Pretty much the only reason why I ended up writing to the chief executive of Sandwell hospital yesterday was because he was the only member of the board of trustees who had an email address.
The other members were named, pictured, and brief CVs provided. But no email addresses were provided for any of them. There was no way of communicating with them directly. The chief executive was, in effect, their prison warder. You could speak to him, but not to them. They were being held incommunicado.
Which was odd. Was it an inadvertent mistake? It didn’t look like it. It looked deliberate. But why did they need to be kept incommunicado? What was so dangerous about publishing their email addresses?
I wondered if I could get hold of their email addresses by other means. Pretty much everyone in the NHS seems to have an @nhs.net email address, so they probably had them too.
I didn’t find any of their email addresses, but as I meandered through ‘NHS-world’ I came across doctors and nurses who quite obviously cared a lot about their patients.
And I suddenly realised that OF COURSE most people in the medical profession care about their patients!! That’s their vocation, after all. But the chief executive of the hospital wasn’t a doctor. He was a managerial professional. If he wasn’t running Sandwell hospital, he’d have been running some government department or company or boot camp.
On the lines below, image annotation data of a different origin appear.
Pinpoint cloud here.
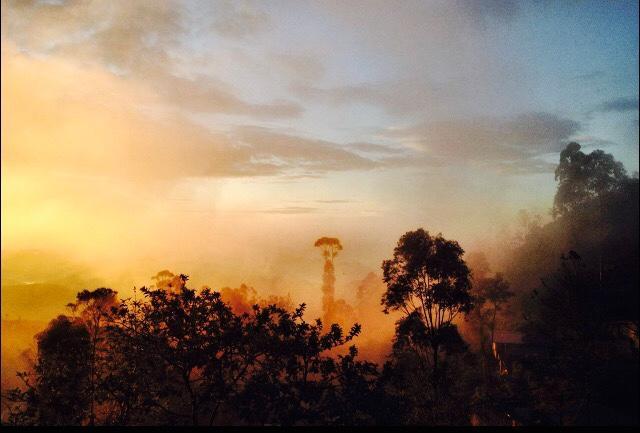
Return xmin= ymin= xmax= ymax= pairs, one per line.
xmin=154 ymin=73 xmax=303 ymax=119
xmin=258 ymin=206 xmax=318 ymax=215
xmin=595 ymin=97 xmax=638 ymax=113
xmin=212 ymin=1 xmax=272 ymax=39
xmin=455 ymin=0 xmax=521 ymax=24
xmin=382 ymin=112 xmax=581 ymax=174
xmin=386 ymin=113 xmax=581 ymax=160
xmin=2 ymin=0 xmax=303 ymax=119
xmin=292 ymin=78 xmax=464 ymax=115
xmin=573 ymin=70 xmax=607 ymax=81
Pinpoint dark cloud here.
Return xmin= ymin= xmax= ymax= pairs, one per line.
xmin=233 ymin=126 xmax=379 ymax=174
xmin=292 ymin=79 xmax=464 ymax=115
xmin=258 ymin=206 xmax=318 ymax=215
xmin=596 ymin=97 xmax=638 ymax=113
xmin=349 ymin=143 xmax=406 ymax=156
xmin=573 ymin=70 xmax=607 ymax=81
xmin=383 ymin=113 xmax=581 ymax=174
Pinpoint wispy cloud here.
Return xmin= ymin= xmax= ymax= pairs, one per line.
xmin=595 ymin=97 xmax=638 ymax=113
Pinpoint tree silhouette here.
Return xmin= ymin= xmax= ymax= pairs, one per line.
xmin=314 ymin=237 xmax=342 ymax=323
xmin=67 ymin=287 xmax=118 ymax=425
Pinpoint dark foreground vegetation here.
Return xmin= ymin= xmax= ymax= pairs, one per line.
xmin=3 ymin=143 xmax=639 ymax=425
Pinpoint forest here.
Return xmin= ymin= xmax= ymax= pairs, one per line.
xmin=2 ymin=142 xmax=639 ymax=426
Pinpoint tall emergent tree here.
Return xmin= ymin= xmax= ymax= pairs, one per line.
xmin=314 ymin=237 xmax=342 ymax=323
xmin=382 ymin=228 xmax=472 ymax=377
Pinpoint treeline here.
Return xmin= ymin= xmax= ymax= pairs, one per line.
xmin=3 ymin=143 xmax=639 ymax=425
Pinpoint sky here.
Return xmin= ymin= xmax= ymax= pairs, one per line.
xmin=1 ymin=0 xmax=639 ymax=315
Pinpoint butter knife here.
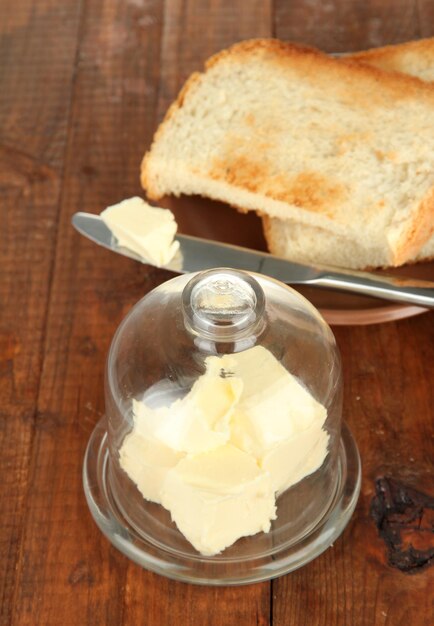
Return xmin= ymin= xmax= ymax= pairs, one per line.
xmin=72 ymin=212 xmax=434 ymax=308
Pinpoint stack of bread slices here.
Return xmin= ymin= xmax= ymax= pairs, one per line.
xmin=142 ymin=39 xmax=434 ymax=269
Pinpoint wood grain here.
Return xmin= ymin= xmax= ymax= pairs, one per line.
xmin=0 ymin=0 xmax=84 ymax=624
xmin=274 ymin=0 xmax=420 ymax=52
xmin=120 ymin=0 xmax=271 ymax=626
xmin=8 ymin=1 xmax=167 ymax=625
xmin=0 ymin=0 xmax=434 ymax=626
xmin=273 ymin=0 xmax=434 ymax=626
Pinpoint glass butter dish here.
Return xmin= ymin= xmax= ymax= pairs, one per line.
xmin=83 ymin=268 xmax=361 ymax=585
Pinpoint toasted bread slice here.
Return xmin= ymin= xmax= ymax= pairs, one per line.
xmin=263 ymin=38 xmax=434 ymax=269
xmin=142 ymin=40 xmax=434 ymax=265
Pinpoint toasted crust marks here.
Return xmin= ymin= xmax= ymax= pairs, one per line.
xmin=208 ymin=155 xmax=348 ymax=216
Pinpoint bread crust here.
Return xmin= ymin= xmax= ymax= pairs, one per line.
xmin=141 ymin=39 xmax=434 ymax=264
xmin=141 ymin=39 xmax=434 ymax=200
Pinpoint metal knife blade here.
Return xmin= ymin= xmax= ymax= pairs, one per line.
xmin=72 ymin=212 xmax=434 ymax=308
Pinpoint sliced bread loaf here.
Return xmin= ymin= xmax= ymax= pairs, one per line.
xmin=142 ymin=40 xmax=434 ymax=265
xmin=263 ymin=38 xmax=434 ymax=269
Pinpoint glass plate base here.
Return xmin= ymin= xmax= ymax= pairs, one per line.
xmin=83 ymin=417 xmax=361 ymax=585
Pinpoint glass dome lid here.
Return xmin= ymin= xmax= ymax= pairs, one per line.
xmin=84 ymin=268 xmax=360 ymax=584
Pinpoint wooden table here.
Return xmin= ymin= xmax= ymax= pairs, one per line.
xmin=0 ymin=0 xmax=434 ymax=626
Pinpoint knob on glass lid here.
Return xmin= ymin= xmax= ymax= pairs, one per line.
xmin=84 ymin=268 xmax=360 ymax=584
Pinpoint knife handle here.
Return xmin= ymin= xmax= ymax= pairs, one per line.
xmin=314 ymin=270 xmax=434 ymax=308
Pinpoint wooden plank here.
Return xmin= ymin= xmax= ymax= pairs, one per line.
xmin=273 ymin=0 xmax=434 ymax=626
xmin=7 ymin=0 xmax=167 ymax=626
xmin=123 ymin=0 xmax=271 ymax=626
xmin=274 ymin=0 xmax=420 ymax=52
xmin=0 ymin=0 xmax=84 ymax=624
xmin=273 ymin=313 xmax=434 ymax=626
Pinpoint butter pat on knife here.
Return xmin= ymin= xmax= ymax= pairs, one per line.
xmin=101 ymin=197 xmax=179 ymax=267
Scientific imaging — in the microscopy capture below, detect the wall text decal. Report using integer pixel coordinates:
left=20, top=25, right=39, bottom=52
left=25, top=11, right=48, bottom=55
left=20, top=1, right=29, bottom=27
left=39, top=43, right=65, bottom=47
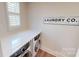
left=44, top=16, right=79, bottom=26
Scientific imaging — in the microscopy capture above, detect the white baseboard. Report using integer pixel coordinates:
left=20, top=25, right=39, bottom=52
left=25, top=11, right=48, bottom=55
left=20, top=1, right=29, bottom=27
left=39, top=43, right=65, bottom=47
left=41, top=47, right=66, bottom=57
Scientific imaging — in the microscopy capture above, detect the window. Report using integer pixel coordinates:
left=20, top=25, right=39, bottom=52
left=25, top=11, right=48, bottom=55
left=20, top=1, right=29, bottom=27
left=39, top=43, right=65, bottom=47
left=7, top=2, right=20, bottom=27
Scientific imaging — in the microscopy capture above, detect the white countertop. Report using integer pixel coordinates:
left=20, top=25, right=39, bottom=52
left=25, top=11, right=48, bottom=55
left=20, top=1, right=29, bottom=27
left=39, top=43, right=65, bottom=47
left=1, top=31, right=40, bottom=57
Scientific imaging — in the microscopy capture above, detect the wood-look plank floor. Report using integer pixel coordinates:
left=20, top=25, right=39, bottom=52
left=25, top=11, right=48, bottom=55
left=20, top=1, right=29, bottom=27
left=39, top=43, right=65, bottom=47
left=36, top=49, right=55, bottom=57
I think I’m beginning to see how these smoking bans may get introduced. It’s probably not that the doctors and nurses want them (although some may), but rather that the non-medical professional hospital managers want them. And the hospital managers are most likely appointed by the NHS senior management, which will also consist of managerial types with no medical background. And they probably all get their orders from central government. Orders, for example, to impose smoking bans.
It looks to me like there may be two cultures in the NHS. There are the caring doctors and nurses. And there is the uncaring management.
And, if it exists, this could prove to be a useful cultural division. And instead of contacting the heartless, sadistic management like I did yesterday, I’d be better off looking for genuinely caring medical professionals, and asking them what they think of smoking bans. And I bet that, if they really do care about their patients, they probably hate all these cruel and spiteful bans. Anyone who had a heart would.
And I wouldn’t be surprised if there are lots and lots of them. And we smokers may have a great many friends and allies inside the NHS. But they’re kept incommunicado. They have no voice. And all we ever hear is the voice of their jackbooted, government-appointed overlords.
It looks like a very interesting line of enquiry: instead of going looking for enemies in the NHS, go looking for friends inside the NHS.
So I may go trawling the internet for caring medical professionals. I’ve already found one or two likely candidates (with email addresses). My idea is to write very nice emails to them, asking what they think of smoking bans in hospitals. Maybe most of them won’t reply. But I’m sure some will. And of those who reply, some will agree with the bans, and some won’t. And they’ll maybe be able to explain what’s going on inside hospitals like Sandwell.
I’ll keep y’all posted.
Not the medical profession, but the universities.